5

Specialist area: using corpora in the language teaching classroom



A word list showing the top ten most frequent words in the English language
This is an example of a word list, which shows the most frequently occurring words in a corpus. This list focuses on nouns, which can provide a useful starting point for those starting to learn a language. Curious fact: time appears as the most commonly used noun in many languages around the world.

Context

The specialist area I have chosen to focus on is that of corpus linguistics, which is a quantitative, computer aided approach to textual analysis. I was first introduced to using corpora in language teaching as part of my Master's degree in linguistics just before I started my career in higher education, and since then I have been using it as a means to augment my classroom practice and course design.
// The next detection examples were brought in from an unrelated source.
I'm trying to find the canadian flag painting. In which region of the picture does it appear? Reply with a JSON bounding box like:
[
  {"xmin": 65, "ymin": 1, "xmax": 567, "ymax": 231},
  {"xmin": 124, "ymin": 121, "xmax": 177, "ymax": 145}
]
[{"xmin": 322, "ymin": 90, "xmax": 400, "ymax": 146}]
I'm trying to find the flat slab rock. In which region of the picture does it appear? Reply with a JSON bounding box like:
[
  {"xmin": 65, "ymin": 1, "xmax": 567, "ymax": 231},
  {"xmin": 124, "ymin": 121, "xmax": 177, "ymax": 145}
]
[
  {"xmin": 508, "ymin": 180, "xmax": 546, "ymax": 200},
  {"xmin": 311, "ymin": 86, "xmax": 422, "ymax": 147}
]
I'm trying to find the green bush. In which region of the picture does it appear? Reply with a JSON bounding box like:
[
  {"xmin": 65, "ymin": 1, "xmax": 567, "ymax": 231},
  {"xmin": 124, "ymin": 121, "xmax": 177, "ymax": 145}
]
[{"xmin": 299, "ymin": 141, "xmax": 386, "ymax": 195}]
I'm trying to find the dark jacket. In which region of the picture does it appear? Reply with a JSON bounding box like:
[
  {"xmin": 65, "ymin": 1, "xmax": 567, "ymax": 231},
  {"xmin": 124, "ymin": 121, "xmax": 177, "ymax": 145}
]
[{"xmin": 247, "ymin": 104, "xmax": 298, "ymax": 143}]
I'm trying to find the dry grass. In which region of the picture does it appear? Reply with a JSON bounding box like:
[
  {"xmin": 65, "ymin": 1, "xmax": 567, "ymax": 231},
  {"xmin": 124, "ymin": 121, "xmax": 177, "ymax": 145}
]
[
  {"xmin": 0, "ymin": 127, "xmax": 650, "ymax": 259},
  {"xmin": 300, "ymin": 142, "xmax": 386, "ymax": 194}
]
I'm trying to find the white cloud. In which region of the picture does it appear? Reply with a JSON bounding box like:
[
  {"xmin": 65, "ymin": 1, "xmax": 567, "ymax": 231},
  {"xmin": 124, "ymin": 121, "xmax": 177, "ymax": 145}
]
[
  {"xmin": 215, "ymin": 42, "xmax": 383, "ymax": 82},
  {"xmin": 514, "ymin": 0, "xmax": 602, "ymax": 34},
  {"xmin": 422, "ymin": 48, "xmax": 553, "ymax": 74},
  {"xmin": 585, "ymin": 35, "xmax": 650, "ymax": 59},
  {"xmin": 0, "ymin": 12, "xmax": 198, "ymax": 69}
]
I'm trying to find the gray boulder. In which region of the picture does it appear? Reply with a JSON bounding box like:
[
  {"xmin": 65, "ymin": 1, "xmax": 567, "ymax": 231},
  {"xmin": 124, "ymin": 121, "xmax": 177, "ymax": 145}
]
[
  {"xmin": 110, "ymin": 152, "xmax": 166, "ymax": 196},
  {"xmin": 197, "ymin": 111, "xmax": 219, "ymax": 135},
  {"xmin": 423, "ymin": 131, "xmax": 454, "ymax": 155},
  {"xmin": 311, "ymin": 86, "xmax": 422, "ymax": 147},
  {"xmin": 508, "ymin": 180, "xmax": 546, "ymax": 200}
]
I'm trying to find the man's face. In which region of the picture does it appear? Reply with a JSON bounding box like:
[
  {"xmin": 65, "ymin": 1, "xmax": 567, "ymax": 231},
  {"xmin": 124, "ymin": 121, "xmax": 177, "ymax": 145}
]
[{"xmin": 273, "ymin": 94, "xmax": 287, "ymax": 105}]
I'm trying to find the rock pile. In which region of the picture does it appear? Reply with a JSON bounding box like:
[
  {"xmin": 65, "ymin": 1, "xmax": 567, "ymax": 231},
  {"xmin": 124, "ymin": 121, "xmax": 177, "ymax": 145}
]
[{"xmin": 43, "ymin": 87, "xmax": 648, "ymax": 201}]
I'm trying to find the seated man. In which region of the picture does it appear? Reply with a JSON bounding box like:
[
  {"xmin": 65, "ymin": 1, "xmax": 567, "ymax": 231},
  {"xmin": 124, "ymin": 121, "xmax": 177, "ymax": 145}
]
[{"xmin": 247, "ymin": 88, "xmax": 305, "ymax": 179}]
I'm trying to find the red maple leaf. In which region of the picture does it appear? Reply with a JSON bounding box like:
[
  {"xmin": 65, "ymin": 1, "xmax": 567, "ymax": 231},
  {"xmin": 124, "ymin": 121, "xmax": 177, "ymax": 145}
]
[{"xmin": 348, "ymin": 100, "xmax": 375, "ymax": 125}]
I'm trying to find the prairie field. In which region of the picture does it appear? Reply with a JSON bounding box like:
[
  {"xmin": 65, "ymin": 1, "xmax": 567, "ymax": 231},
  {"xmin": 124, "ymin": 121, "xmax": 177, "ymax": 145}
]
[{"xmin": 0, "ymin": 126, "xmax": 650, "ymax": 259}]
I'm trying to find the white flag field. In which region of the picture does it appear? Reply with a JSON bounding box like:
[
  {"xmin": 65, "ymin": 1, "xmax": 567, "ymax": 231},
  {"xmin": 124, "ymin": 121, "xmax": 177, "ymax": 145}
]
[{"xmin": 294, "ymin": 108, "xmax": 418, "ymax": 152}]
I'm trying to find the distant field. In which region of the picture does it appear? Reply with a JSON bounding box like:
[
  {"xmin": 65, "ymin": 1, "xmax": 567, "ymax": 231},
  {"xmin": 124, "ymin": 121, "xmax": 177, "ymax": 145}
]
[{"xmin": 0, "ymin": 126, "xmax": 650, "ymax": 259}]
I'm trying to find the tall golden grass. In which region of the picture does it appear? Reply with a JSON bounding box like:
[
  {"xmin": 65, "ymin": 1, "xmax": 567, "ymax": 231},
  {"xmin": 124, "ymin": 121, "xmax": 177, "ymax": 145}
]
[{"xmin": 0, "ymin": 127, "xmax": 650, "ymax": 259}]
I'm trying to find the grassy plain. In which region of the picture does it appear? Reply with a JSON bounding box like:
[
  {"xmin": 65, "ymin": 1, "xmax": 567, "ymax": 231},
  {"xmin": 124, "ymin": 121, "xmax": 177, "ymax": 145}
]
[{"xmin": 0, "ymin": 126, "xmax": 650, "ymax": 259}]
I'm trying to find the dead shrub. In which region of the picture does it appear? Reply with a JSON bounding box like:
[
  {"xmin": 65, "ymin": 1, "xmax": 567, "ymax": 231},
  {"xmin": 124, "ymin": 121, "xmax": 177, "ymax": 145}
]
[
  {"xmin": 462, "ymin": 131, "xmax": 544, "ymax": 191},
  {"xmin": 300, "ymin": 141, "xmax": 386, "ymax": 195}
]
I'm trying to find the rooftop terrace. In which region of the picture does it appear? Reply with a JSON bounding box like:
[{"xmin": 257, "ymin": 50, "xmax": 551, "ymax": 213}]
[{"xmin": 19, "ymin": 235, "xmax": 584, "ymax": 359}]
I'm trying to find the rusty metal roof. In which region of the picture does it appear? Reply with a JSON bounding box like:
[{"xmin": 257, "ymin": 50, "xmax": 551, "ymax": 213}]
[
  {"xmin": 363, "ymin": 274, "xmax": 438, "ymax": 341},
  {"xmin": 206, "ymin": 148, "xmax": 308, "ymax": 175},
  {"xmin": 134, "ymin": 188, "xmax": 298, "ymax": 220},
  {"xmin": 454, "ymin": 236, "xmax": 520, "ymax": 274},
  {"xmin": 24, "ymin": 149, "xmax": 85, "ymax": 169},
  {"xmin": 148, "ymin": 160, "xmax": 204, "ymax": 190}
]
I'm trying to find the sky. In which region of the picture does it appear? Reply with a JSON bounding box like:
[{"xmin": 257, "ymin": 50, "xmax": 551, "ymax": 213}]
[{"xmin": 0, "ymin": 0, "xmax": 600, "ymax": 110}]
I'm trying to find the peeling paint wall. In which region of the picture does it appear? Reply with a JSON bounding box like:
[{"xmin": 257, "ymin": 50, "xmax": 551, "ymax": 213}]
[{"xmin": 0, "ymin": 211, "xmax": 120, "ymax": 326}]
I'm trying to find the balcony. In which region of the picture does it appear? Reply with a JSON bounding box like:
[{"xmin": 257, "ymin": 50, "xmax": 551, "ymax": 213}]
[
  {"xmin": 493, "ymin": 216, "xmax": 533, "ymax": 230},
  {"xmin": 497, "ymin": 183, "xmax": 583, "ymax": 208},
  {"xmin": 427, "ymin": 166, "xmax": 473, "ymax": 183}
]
In language teaching, a corpus refers to a large body of machine readable text, usually made up of many individual texts, that provides a representative sample of authentic language. One of the most well-known corpora is the British National Corpus, which consists of approximately 100 million words, and contains texts from a wide range of genres including newspapers, literature, essays as well as transcribed conversations, thus providing a broadly representative sample of spoken and written British English. The corpus is then fed into software that picks out statistically significant patterns in the language, and allows users to enter words or phrases to see how they're actually used in the language: where they appear in sentences, how frequently they occur, and what words they commonly appear next to. For language learners this represents a valuable opportunity to explore a target language and do things like:

  • extract a series of examples of a particular word or phrase they're interested in learning;

  • find all the most frequent nouns, verbs, adjectives etc. and focus their learning time on these;

  • explore common phrases and natural sounding collocations.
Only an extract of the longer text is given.